APP.3.1 Web Applications and Web Services
Web applications provide specific functions and dynamic (changing) content. For this purpose, web applications use the internet protocols HTTP (Hypertext Transfer Protocol) or HTTPS...
Description
Introduction
Web applications provide specific functions and dynamic (changing) content. For this purpose, web applications use the internet protocols HTTP (Hypertext Transfer Protocol) or HTTPS. With HTTPS, the connection is cryptographically secured by the TLS (Transport Layer Security) protocol. Web applications provide documents and user interfaces — e.g., in the form of input masks — on a server and deliver these upon request to the corresponding programs on clients, such as web browsers.
Web services are applications that use the HTTP(S) protocol to make data available to other applications. As a rule, they are not controlled directly by users.
To operate a web application or web service, multiple components are generally required. Common ones include web servers for delivering data and application servers for operating the actual application or web service. In addition, further background systems are required, which are often connected as data sources via various interfaces, e.g., databases or directory services.
Web applications and web services are used both in public data networks and in a local network (intranet) of an institution to provide data and applications. As a rule, clients must authenticate themselves in order to access a web application or web service.
Objective
The objective of this building block is to deploy web applications and web services securely and to protect information processed by them.
Scope and Modeling
The building block is to be applied to every web application and every web service used within the information domain.
Requirements for web servers and for the editorial planning of a web presence are not addressed in this building block. They are found in the building block APP.3.2 Web Servers. The development of web applications is addressed in the building block CON.10 Development of Web Applications.
Web service interfaces are often realized via Representational State Transfer (REST) and Simple Object Access Protocol (SOAP). This building block only considers REST-based web services. The focus is on the lifecycle phase “Operation”. Security requirements arising, for example, from planning and design as well as decommissioning and emergency preparedness are not addressed in this building block and must be determined separately within the scope of a risk analysis.
General requirements for the selection of software are addressed in the building block APP.6 General Software.
Threat Landscape
Since IT-Grundschutz building blocks cannot address individual information domains, typical scenarios are used as the basis for describing the threat landscape.
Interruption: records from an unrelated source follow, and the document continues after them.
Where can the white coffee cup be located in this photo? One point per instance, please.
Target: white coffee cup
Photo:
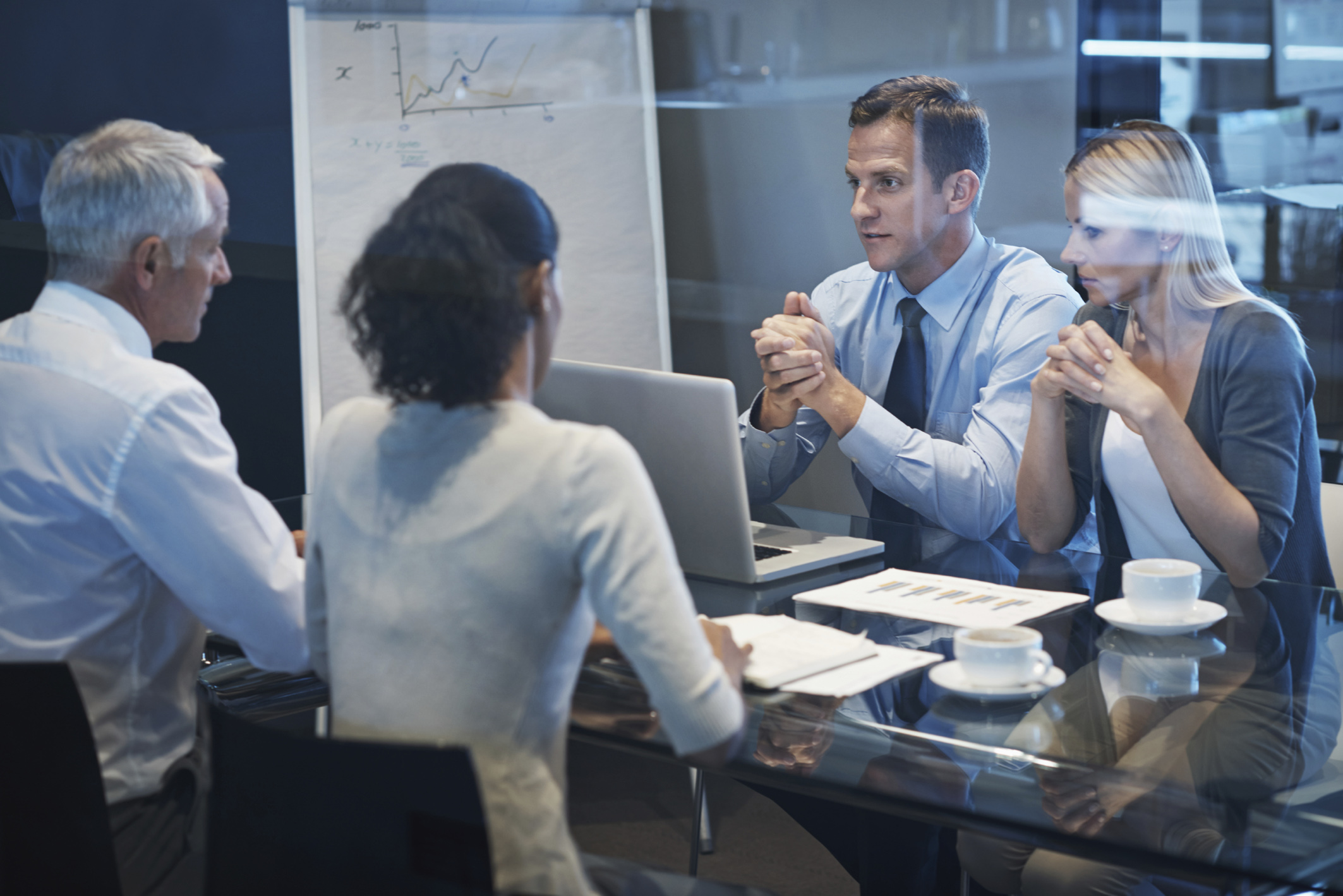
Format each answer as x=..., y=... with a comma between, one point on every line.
x=1003, y=657
x=1162, y=590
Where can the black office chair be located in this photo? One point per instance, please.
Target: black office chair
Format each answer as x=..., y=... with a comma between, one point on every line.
x=293, y=815
x=54, y=835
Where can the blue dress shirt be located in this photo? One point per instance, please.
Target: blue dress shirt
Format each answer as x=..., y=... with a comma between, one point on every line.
x=989, y=321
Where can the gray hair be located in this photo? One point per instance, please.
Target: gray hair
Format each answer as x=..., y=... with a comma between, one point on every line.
x=114, y=187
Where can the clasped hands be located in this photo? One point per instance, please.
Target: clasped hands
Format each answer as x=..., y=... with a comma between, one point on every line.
x=1088, y=363
x=797, y=354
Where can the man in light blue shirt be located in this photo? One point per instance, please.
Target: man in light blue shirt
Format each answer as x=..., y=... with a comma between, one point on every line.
x=935, y=431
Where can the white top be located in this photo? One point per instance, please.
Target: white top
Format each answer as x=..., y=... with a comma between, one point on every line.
x=1152, y=525
x=455, y=559
x=124, y=525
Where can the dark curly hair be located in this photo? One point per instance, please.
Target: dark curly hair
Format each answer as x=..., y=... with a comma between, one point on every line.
x=434, y=301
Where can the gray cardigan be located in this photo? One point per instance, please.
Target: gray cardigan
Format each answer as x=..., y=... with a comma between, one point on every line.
x=1252, y=414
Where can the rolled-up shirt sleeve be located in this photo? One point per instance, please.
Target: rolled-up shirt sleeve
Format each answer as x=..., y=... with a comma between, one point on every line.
x=219, y=546
x=775, y=460
x=966, y=487
x=634, y=585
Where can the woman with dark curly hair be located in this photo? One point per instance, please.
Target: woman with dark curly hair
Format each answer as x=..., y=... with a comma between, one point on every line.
x=461, y=542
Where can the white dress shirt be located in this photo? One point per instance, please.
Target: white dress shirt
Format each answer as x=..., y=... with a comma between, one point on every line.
x=990, y=318
x=455, y=561
x=124, y=527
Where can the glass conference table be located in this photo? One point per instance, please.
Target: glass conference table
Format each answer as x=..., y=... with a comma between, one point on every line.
x=1216, y=756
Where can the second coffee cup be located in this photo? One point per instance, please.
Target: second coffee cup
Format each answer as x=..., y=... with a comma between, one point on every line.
x=1003, y=657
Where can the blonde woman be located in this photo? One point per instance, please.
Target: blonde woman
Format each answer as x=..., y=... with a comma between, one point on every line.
x=1177, y=401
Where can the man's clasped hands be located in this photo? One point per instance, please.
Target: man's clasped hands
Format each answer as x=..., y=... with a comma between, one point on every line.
x=797, y=355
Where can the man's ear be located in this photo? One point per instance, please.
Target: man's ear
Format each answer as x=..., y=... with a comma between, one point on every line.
x=536, y=288
x=961, y=188
x=148, y=260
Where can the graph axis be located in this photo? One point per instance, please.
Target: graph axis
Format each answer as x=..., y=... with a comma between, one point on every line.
x=407, y=108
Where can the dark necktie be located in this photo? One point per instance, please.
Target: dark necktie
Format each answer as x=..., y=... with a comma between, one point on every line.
x=907, y=398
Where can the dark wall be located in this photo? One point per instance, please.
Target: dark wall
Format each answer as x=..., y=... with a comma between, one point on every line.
x=219, y=71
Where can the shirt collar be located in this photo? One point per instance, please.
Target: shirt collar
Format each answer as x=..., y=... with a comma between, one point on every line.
x=81, y=305
x=944, y=297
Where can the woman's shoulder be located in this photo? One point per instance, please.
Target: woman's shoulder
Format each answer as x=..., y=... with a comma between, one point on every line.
x=583, y=442
x=1255, y=323
x=1103, y=314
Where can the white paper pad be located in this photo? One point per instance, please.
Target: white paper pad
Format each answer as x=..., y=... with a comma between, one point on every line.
x=1310, y=195
x=941, y=598
x=857, y=678
x=785, y=649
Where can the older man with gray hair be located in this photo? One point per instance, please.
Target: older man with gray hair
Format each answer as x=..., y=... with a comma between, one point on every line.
x=124, y=527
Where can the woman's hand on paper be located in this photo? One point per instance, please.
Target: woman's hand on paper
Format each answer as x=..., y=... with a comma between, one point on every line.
x=732, y=657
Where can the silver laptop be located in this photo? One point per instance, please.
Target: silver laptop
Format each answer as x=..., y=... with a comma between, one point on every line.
x=685, y=429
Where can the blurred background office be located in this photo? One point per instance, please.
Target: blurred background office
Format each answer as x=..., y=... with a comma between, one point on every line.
x=751, y=111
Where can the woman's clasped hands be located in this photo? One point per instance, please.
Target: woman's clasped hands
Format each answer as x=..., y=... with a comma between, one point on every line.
x=1088, y=363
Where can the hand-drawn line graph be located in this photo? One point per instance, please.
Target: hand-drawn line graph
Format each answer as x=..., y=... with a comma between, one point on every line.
x=417, y=97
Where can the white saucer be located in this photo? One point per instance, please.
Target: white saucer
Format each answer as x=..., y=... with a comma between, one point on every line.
x=953, y=678
x=1178, y=647
x=1121, y=614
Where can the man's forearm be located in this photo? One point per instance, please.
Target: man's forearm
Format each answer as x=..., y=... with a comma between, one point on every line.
x=838, y=402
x=774, y=414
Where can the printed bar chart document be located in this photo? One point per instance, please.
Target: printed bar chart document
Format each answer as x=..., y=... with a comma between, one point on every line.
x=942, y=598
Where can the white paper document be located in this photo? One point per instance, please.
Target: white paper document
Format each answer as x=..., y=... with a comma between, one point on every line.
x=862, y=675
x=785, y=649
x=941, y=598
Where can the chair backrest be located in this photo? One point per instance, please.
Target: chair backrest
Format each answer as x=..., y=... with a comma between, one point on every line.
x=54, y=835
x=293, y=815
x=1331, y=511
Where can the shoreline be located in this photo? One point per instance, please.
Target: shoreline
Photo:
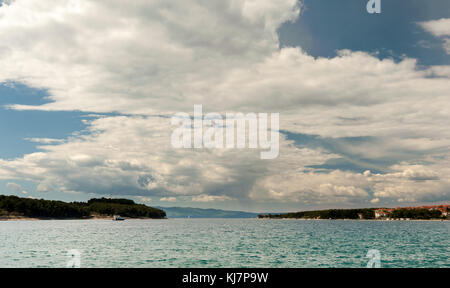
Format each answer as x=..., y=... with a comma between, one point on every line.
x=375, y=220
x=23, y=218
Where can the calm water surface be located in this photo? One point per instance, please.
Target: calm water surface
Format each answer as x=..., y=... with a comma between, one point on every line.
x=224, y=243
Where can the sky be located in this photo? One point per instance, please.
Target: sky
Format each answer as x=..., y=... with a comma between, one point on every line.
x=88, y=89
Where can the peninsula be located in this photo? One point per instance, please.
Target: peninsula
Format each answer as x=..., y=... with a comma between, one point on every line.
x=13, y=207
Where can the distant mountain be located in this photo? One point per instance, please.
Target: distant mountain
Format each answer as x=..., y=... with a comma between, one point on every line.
x=187, y=212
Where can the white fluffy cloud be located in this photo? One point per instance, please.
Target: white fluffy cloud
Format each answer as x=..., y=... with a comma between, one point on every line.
x=157, y=57
x=439, y=28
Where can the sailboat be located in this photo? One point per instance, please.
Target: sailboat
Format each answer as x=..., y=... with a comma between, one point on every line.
x=118, y=218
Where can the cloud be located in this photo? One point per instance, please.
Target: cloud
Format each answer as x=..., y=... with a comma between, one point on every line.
x=150, y=59
x=439, y=28
x=209, y=198
x=45, y=140
x=16, y=187
x=144, y=199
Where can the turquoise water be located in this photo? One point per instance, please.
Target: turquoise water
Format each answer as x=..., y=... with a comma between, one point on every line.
x=224, y=243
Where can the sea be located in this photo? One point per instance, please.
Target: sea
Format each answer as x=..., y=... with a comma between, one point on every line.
x=189, y=243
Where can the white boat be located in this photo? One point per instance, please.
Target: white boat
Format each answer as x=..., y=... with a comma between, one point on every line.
x=118, y=218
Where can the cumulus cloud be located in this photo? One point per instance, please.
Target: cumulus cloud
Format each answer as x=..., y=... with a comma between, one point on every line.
x=209, y=198
x=153, y=58
x=16, y=187
x=439, y=28
x=168, y=199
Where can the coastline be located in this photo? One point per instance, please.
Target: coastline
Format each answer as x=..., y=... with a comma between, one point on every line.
x=375, y=220
x=22, y=218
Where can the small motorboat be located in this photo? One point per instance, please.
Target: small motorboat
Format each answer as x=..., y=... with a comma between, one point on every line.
x=118, y=218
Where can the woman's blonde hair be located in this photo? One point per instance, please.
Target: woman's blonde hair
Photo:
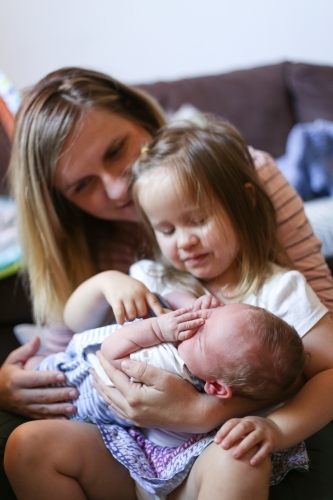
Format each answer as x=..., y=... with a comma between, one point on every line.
x=213, y=168
x=53, y=232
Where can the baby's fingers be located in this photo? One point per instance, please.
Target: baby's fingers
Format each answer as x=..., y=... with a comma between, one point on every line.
x=225, y=429
x=119, y=312
x=264, y=450
x=189, y=328
x=233, y=431
x=154, y=304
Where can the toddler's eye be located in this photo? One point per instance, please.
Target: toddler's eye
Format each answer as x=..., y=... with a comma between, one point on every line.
x=199, y=221
x=168, y=232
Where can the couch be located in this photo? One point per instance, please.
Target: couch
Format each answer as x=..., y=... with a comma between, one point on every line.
x=264, y=103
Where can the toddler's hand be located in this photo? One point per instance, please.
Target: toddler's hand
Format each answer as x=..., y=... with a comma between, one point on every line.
x=178, y=325
x=250, y=431
x=129, y=298
x=206, y=302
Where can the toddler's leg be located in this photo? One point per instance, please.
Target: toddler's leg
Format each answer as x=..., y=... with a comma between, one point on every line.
x=218, y=476
x=56, y=459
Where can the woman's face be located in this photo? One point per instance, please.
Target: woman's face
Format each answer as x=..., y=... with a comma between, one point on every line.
x=96, y=156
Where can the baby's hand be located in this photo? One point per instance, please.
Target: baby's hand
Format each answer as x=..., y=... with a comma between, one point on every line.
x=206, y=302
x=129, y=298
x=250, y=431
x=178, y=325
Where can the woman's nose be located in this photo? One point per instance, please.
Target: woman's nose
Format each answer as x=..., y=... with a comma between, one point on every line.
x=116, y=188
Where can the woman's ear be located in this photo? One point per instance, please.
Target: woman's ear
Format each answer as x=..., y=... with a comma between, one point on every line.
x=252, y=192
x=218, y=389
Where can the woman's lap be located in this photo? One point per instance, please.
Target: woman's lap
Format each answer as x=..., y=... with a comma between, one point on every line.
x=317, y=484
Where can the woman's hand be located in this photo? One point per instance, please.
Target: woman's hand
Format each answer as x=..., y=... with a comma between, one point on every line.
x=25, y=392
x=250, y=432
x=161, y=399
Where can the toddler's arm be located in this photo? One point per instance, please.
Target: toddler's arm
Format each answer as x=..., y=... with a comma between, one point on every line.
x=182, y=298
x=171, y=327
x=108, y=295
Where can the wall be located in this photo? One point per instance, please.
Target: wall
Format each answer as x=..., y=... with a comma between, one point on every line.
x=147, y=40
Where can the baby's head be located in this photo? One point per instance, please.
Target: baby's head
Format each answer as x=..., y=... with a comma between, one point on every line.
x=210, y=172
x=244, y=350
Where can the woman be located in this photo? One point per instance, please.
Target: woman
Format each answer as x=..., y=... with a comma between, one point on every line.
x=77, y=134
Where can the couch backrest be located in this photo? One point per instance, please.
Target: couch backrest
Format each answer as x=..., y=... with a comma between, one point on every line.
x=263, y=103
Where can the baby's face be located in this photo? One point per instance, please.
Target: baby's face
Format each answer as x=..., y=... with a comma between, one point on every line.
x=222, y=335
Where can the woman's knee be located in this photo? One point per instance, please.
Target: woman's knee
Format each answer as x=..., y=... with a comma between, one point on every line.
x=233, y=476
x=21, y=445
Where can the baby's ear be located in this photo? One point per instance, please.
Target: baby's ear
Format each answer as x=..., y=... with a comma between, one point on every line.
x=218, y=389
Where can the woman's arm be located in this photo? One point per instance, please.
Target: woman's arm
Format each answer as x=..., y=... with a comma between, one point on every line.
x=107, y=295
x=294, y=229
x=28, y=392
x=312, y=408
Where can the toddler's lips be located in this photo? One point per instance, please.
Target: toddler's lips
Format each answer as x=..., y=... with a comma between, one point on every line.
x=195, y=259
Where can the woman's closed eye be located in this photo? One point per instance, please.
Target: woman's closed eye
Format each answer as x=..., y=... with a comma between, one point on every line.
x=114, y=151
x=83, y=184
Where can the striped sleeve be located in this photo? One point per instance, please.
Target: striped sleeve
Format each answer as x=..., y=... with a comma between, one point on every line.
x=294, y=229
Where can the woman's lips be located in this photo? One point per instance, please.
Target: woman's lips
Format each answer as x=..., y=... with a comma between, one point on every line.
x=126, y=205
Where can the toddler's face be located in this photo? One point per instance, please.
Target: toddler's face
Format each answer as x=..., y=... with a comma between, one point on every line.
x=202, y=244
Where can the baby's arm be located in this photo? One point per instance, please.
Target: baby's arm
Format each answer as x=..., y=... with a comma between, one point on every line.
x=106, y=296
x=32, y=362
x=171, y=327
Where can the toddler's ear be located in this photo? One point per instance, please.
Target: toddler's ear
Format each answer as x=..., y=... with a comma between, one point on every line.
x=218, y=389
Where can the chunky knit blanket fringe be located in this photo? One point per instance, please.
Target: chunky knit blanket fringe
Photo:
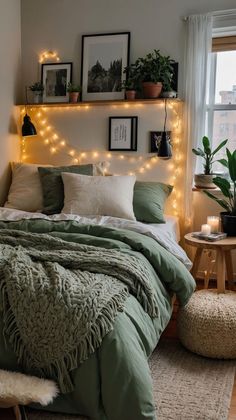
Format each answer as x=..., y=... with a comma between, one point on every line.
x=59, y=299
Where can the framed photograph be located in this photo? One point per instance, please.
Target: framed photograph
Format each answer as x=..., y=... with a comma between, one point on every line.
x=104, y=57
x=55, y=77
x=155, y=138
x=123, y=133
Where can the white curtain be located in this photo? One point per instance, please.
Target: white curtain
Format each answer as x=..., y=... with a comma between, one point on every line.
x=197, y=63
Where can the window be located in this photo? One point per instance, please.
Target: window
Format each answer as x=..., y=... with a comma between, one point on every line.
x=221, y=107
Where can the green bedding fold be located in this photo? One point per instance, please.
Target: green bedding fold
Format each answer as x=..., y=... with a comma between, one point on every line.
x=114, y=382
x=72, y=291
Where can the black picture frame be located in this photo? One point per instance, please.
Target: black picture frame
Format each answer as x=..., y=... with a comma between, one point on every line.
x=55, y=77
x=123, y=132
x=155, y=136
x=102, y=54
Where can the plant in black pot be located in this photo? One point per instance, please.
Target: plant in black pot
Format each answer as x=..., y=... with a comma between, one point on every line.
x=228, y=189
x=205, y=180
x=152, y=71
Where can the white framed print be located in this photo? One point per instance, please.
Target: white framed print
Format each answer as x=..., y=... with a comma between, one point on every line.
x=123, y=133
x=104, y=57
x=55, y=78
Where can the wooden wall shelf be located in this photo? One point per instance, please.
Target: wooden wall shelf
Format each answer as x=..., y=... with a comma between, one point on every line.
x=103, y=103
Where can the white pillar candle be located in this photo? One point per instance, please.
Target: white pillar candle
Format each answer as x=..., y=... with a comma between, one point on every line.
x=214, y=222
x=206, y=229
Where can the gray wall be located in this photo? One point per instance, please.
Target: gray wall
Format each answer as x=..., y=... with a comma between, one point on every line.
x=59, y=24
x=10, y=47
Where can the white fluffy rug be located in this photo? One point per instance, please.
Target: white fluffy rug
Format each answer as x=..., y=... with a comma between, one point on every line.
x=186, y=386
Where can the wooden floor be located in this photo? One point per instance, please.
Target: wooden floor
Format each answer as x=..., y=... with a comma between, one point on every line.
x=170, y=332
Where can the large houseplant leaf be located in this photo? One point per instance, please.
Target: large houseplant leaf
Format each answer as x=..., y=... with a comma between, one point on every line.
x=224, y=186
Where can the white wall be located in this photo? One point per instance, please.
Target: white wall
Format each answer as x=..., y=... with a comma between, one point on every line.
x=10, y=47
x=59, y=24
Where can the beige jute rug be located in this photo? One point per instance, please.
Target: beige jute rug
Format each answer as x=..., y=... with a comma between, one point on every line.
x=186, y=386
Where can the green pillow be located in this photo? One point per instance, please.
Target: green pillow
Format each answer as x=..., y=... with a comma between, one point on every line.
x=52, y=185
x=149, y=201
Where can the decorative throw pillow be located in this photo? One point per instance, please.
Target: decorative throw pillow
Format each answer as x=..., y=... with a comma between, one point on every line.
x=105, y=196
x=25, y=191
x=52, y=185
x=149, y=201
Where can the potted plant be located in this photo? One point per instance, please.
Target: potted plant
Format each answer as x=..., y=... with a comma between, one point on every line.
x=74, y=91
x=37, y=88
x=228, y=189
x=205, y=180
x=131, y=84
x=152, y=70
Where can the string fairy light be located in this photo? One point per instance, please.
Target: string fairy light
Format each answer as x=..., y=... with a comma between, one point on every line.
x=141, y=164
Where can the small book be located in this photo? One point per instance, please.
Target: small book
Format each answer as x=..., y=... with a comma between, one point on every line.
x=211, y=237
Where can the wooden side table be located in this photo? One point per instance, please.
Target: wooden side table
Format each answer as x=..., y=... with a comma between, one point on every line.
x=223, y=257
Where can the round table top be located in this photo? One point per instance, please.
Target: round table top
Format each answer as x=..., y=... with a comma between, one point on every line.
x=227, y=243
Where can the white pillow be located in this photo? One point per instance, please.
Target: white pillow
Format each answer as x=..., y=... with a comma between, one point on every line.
x=25, y=191
x=105, y=196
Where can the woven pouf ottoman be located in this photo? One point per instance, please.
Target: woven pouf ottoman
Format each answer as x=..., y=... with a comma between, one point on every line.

The following specific threats and vulnerabilities are of particular importance for the building block APP.3.1 Web Applications and Web Services.
Insufficient Logging of Security-Relevant Events
If security-relevant events are insufficiently logged by the web application or web service, these may in some circumstances be difficult to trace at a later point in time. The causes of an event may then no longer be determinable. For example, critical errors or unauthorized changes in the configuration of the web application may be overlooked.
Disclosure of Security-Relevant Information in Web Applications and Web Services
Web pages and data generated and delivered by a web application or web service can contain information about background systems, e.g., details about databases or version statuses of frameworks. This information can make it easier during attacks to specifically target web applications or web services.
Misuse of a Web Application Through Automated Use
If the functions of a web application or web service are used in an automated manner, numerous operations can be executed in a short time. Using a repeatedly executed login process, it is possible, for example, to attempt to guess valid combinations of accounts and passwords (brute force). In addition, a list of valid accounts can be generated (enumeration) if the web application or web service returns information about existing accounts. Furthermore, repeated calls to resource-intensive functions such as complex database queries can be misused for denial-of-service attacks at the application level.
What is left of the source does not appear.